改革や新方針の実施、予算の削減、遠隔勤務への適応など、どのような目標を追求するにしても、何かを成し遂げる十分な力が自分にあると感じられなければ、リーダーは不安や不満を感じてしまう。不安と不満は独裁的なリーダーシップ手法(大半の人がこれを嫌っていることが最近の調査から分かっている)につながる恐れがある。
ただ、ある1つのシンプルな質問をすることで、上司の不安や不満の多くを解消し、関係を即座に改善させることは可能だ。それは「あなたの仕事を楽にするため私ができること、あるいはやり方を変えられることが何か一つでもありますか?」というものだ。

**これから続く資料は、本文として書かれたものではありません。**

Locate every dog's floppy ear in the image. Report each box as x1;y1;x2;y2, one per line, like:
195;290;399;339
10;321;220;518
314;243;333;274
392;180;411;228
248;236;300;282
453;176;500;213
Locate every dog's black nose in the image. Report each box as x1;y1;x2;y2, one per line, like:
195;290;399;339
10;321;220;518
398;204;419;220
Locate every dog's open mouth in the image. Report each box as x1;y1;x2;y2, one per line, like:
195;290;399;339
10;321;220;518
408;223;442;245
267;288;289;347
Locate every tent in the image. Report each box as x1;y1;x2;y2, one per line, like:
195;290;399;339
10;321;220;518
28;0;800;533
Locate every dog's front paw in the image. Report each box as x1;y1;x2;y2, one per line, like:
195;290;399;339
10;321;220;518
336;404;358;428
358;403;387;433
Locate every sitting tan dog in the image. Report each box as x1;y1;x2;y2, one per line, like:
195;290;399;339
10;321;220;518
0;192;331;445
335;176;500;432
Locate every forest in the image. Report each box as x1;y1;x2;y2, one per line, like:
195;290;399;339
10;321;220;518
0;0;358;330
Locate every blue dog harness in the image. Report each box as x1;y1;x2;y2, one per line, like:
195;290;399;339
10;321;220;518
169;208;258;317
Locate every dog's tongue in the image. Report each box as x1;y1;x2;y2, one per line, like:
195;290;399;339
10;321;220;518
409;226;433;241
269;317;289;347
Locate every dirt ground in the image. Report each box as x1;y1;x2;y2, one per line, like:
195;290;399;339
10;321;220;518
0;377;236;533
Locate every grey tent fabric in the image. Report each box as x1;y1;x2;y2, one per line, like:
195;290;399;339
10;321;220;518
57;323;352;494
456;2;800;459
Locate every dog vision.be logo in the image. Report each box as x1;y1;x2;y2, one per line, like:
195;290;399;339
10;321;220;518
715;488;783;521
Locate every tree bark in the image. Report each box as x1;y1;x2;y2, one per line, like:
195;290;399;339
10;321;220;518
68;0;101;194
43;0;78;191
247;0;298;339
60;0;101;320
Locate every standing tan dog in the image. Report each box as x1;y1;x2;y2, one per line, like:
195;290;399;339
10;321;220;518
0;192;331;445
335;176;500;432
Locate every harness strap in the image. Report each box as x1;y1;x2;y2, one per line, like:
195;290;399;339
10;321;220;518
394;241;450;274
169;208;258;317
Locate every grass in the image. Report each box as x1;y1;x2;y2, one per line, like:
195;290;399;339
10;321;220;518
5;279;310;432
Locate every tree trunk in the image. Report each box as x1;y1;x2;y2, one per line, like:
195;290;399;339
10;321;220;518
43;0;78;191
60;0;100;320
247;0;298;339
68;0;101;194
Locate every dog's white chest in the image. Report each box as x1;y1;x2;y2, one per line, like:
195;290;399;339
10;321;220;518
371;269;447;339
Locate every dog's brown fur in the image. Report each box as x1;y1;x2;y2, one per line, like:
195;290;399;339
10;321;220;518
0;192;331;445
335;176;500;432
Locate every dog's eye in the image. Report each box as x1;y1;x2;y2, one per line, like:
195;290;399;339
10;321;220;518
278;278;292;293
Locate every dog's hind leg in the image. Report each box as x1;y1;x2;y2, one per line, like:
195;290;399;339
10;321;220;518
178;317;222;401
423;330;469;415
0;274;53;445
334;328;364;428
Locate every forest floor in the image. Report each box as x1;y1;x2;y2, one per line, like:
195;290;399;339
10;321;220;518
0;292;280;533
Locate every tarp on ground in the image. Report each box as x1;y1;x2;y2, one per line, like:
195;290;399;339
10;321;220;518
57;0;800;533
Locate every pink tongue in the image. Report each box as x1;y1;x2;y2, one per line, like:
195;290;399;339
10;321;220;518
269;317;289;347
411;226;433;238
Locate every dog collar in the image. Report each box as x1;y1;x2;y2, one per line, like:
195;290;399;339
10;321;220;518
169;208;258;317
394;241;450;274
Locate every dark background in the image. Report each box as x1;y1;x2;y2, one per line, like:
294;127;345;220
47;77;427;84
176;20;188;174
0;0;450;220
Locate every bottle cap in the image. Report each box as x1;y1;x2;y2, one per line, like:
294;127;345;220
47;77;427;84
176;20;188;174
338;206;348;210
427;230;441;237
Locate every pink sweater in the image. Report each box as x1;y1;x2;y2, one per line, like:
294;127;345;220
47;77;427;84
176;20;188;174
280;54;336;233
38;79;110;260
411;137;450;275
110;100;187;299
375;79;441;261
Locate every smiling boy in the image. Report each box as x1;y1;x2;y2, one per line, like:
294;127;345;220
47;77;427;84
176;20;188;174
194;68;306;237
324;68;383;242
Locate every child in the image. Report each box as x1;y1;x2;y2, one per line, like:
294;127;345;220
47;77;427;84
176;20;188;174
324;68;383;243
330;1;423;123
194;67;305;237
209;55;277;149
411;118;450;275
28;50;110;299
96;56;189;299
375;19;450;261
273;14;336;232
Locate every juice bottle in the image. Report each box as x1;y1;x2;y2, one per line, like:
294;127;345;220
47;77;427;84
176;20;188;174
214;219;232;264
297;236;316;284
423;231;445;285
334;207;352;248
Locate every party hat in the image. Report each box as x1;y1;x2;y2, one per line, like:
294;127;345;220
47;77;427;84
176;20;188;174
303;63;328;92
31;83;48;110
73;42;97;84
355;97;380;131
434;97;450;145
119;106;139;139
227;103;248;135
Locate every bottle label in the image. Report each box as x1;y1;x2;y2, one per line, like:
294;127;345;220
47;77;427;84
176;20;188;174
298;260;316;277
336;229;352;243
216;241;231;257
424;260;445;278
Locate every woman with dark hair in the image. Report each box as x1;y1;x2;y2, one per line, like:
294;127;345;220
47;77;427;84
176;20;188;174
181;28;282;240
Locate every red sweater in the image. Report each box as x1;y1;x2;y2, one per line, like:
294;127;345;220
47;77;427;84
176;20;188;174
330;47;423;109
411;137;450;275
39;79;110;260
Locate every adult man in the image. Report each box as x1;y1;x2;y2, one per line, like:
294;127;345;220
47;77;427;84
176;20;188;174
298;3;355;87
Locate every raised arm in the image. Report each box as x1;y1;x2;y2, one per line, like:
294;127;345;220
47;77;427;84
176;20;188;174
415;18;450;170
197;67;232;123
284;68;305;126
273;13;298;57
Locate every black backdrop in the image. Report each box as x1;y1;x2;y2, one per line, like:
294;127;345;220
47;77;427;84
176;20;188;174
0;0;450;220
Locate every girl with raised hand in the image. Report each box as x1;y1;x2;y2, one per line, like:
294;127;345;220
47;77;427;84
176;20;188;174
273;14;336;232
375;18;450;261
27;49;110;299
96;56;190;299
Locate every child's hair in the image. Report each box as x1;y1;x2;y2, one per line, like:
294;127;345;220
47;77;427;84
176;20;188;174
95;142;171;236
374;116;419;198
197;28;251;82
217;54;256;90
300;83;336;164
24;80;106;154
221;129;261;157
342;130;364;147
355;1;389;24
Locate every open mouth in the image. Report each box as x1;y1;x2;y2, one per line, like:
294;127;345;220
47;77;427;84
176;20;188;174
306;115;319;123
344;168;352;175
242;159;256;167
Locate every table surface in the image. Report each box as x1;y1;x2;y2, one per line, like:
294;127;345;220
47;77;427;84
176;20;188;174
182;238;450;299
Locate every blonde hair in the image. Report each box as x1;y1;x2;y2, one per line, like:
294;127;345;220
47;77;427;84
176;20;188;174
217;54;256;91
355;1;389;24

この言い回しの裏には重要な心理的要素が含まれている。以下に、この質問が非常に効果的である4つの理由を紹介しよう。
まず、上司から何か言われるのを待たずに、自分から積極的にフィードバックを求めている。このポイントが非常に大事だ。
私が行った調査では、自分のパフォーマンスが期待値を満たしているかを「常に」理解していると答えた従業員はたった29%だった。一方で「全く」「ほとんど」「時々しか」理解していないと答えた割合は半数を優に超えた。
このデータからは、上司が部下にパフォーマンス関連のフィードバックを与えることをあまり居心地良く感じていないことが示されている。さらにこの点を掘り下げるため、管理職に対するアンケートで、フィードバックを与えることが気楽にできるかどうかに関して尋ねたところ、従業員の反応を恐れて厳しいフィードバックをすることを避けたことがあると答えた人は81%に上った。
上司にどうすれば相手の仕事を楽にできるかを自分から尋ねることで、上司が部下に話しかける際に感じている負担を取り除くことができる。また、自分は上司の考えを本当に知りたいと考えていることも示せる。